The DAPL will cross the Missouri River twice. At least 18,000,000 people use the Missouri River for potable water, and farmers use it for irrigation and livestock. In Iowa the pipe line will cross the Des Moines, Boone, Raccoon, Skunk and Mississippi Rivers as well as many smaller tributaries, all of which are water suppliers for towns, cities and agriculture. I have not had time to research impacted Illinois waterways. Land for the pipe line route was expropriated through questionable condemnation and eminent domain processes.

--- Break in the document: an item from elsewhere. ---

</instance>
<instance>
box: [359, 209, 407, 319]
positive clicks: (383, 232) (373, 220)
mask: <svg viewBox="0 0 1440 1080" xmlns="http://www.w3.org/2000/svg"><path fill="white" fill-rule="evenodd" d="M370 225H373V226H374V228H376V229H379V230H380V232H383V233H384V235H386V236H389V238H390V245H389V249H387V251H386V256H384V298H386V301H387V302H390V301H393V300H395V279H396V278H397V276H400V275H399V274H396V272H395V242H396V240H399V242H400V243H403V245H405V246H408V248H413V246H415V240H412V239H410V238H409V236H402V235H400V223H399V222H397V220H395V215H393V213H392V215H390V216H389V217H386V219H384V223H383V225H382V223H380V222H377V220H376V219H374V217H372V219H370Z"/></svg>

One of the issues surrounding this particular pipe line is the plan by Energy Transfer Crude Company, LLC (Limited Liability Company) of Dallas, TX, to drill under Lake Oahe. This lake is the drinking water source for the Standing Rock Reservation. Construction leading to Lake Oahe has desecrated Sioux burial grounds and worship sites. Originally the pipe line was to lay northeast of Bismark, ND, but this plan was rejected by the Army Corps of Engineers due to concerns for the cities drinking water supply. This was a distinct possibility as almost every pipe line leaks, even new ones.  A one percent leakage of BPD is considered acceptable and is generally not included in statistics.

The new route through the Oahe Lake had the added attraction of being shorter (less expenditure for ETC). It also will provide a source of water necessary for the fracking process should aquifers run dry. Each fracking well can use millions of gallons of water. Millions of gallons times the over 10,000 wells already drilled in North Dakota and those in process is a lot of water.

This isn’t the first time the Standing Rock Reservation and the Cheyenne River Reservation people have royally been given the shaft over this particular piece of geography. Lake Oahe was formed by the Oahe Dam . Construction for the dam flooded 200,000 acres of the Reservations’ best agricultural land, sacred worship sites and important urban centers. Sixty-six years later, they are still awaiting compensation for lands lost to lake construction.

Caveat Emptor: This topic was researched extensively and delivered as factually accurate as possible. However, new information becomes available daily.